Revoir cette vidéo me donne des frissons. Les mêmes que je ressentais à l'époque. La victoire d'Obama, ça me restera autant en mémoire que le 12 juillet 1998 ou le 11 septembre 2001. Je me rappelle où j'étais, ce que je faisais, comment j'ai réagi. Cette nuit là, dans cette bonne vieille université du Kent, je n'étais pas seul. Nous étions des dizaines, nous étions des centaines. Dans le monde entier, nous étions des millions, peut-être même des centaines de millions. Nous sommes restés là toute la nuit, à attendre que chacun des États tombe dans l'escarcelle démocrate.

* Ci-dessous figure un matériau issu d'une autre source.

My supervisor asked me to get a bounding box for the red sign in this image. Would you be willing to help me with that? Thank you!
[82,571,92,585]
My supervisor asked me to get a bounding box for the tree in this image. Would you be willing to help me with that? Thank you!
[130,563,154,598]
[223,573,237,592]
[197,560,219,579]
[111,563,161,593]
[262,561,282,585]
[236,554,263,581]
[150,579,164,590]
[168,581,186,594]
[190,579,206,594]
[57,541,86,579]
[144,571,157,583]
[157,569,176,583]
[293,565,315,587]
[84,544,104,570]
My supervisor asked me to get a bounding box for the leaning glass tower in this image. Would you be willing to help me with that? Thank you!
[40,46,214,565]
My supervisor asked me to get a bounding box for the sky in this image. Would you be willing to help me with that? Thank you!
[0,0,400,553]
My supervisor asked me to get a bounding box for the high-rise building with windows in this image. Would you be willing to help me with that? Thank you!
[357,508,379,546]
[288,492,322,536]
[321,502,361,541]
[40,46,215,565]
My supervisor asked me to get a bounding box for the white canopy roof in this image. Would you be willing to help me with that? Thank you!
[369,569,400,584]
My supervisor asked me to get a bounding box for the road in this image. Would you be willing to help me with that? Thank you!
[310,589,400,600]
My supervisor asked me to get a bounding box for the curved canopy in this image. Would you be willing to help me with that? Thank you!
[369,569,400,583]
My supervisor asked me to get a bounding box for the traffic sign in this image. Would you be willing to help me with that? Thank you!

Et vous entendez cette clameur dans le Woodies ! Pourtant nous n'étions pas des citoyens américains, juste de simples citoyens. Mais nous avions confiance dans le changement. Nous avions l'espoir. La fin de règne de G.W Bush, la fin des guerres à outrance (mais où sont les armes de destruction massive?) et l'Amérique qui se réconcilie avec le monde.

 

Quel bilan donner à tout ça ? Quel bilan donner à ces quatre ans ? Les mauvaises langues prendront la première mesure, la fermeture de Guantanamo, pour démontrer que, finalement, Obama ne peut pas faire grand chose. Pas faux. Mais je leur répondrai avec le retrait d'Irak ou la réforme de l'assurance-santé. Certes, Obama n'a pas transformé nos vies, il n'a pas changé notre monde. Mais il a contribué ces dernières années à ce qu'il aille dans le bon sens. Et c'est pour cela que j'espère qu'il sera réélu. Mais cette nuit je ne veillerai pas comme j'ai veillé cette nuit-là. Peut-être parce que je n'ai plus les mêmes illusions. Yes, we can. A bit.